Nadia is a second year doctoral student. Her main interests include clinical neuropsychology and social-cognitive neuroscience, focusing on anterior insula activity and its role in social behavior in both trauma-exposed and non-traumatized samples. She is mainly interested in researching interoceptive awareness and its impact on the maintenance of interpersonal relationships, especially in individuals who experience dissociative symptoms. She has extensive experience in Applied Behavior Analysis working with children diagnosed with Autism Spectrum Disorder and Attention Deficit Disorder. She also has experience in conducting cognitive remediation therapy with patients suffering from traumatic brain injury. Nadia is the current lab manager for the Trauma Lab and the Project Coordinator for the Emotions and Physiological Assessment Study. She is also a neuropsychology extern at Memorial Sloan-Kettering Cancer Center.

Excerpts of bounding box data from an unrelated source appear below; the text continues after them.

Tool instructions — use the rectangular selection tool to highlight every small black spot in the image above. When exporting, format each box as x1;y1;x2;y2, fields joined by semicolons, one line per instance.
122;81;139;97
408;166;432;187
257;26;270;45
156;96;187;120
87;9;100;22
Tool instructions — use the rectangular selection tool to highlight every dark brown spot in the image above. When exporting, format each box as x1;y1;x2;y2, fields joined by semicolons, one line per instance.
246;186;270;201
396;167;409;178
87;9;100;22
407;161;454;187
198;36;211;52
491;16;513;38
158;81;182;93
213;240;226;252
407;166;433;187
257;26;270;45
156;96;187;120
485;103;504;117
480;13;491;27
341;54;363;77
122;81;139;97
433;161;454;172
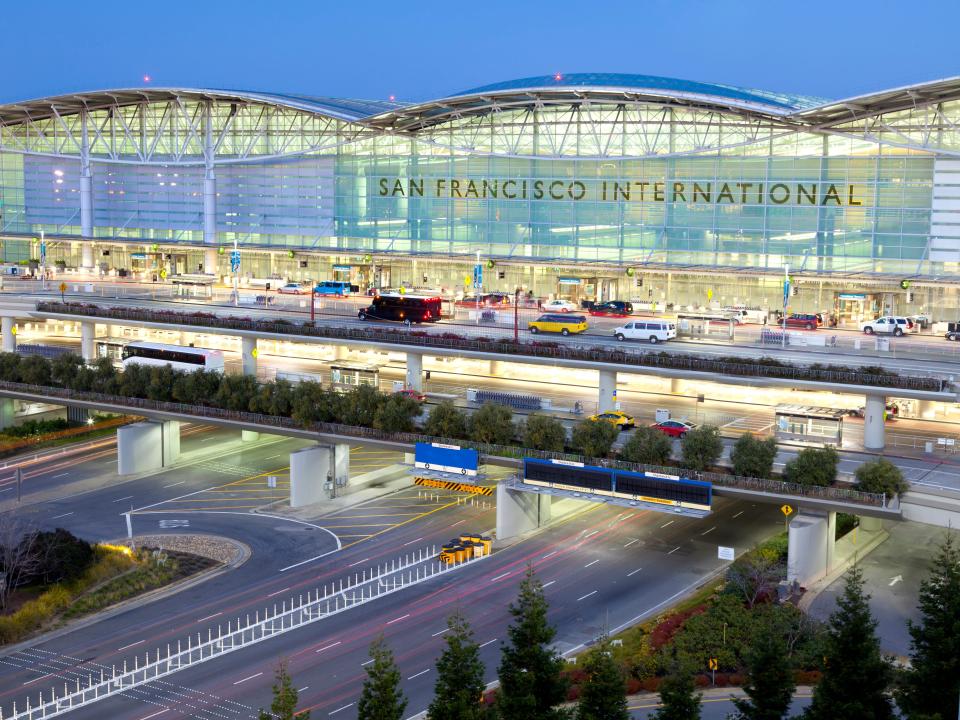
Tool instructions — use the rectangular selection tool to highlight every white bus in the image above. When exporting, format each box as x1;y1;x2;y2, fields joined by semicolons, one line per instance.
123;342;223;372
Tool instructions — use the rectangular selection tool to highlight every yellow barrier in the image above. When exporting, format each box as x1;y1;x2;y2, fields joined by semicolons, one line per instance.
413;478;493;495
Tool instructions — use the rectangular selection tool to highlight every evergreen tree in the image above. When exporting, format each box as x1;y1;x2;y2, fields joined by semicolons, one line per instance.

Vivian is a first year doctoral student. Her main interests include psychophysiology research focusing on differences in signal coherence between trauma-exposed and non-traumatized samples. Additionally, she is currently working on exploring the link between fantasizing and dissociative symptoms. Vivian works as the site data manager for an NIMH-funded R01 study headed by Drs. Wendy D’Andrea and Greg Siegle, investigating blunted affective responding across clinical diagnoses. She also assists in fMRI data collection and clinical interviewing for this project. Her past experience includes social impact measurements of a youth empowerment program for teenagers living in high-risk Venezuelan slums and qualitative research into school violence and bullying in Caracas. Vivian is the recipient of the Dean's Fellowship for the New School for Social Research.
Eran's primary interest is concerned with emotion regulation, suicidal behavior and psychotherapeutic interventions for these conditions. Specifically, he is interested with how early interactions with attachment figures shape one's ability to identify, label and verbally communicate painful feelings; it's hypothesized that with increased hopelessness, suicidal behavior ensues. In his future work, Eran aims to answer two questions: 1. what are the cognitive, emotional, physiological and behavioral signatures of suicidal behaviors, and 2. whether the ability to recognize different emotional states, as well as being able to communicate them to a close other, as acquired interpersonal skills, can reduce mental pain and increase distress tolerance. In Eran's free time, he enjoys playing and watching soccer, running and reading poetry.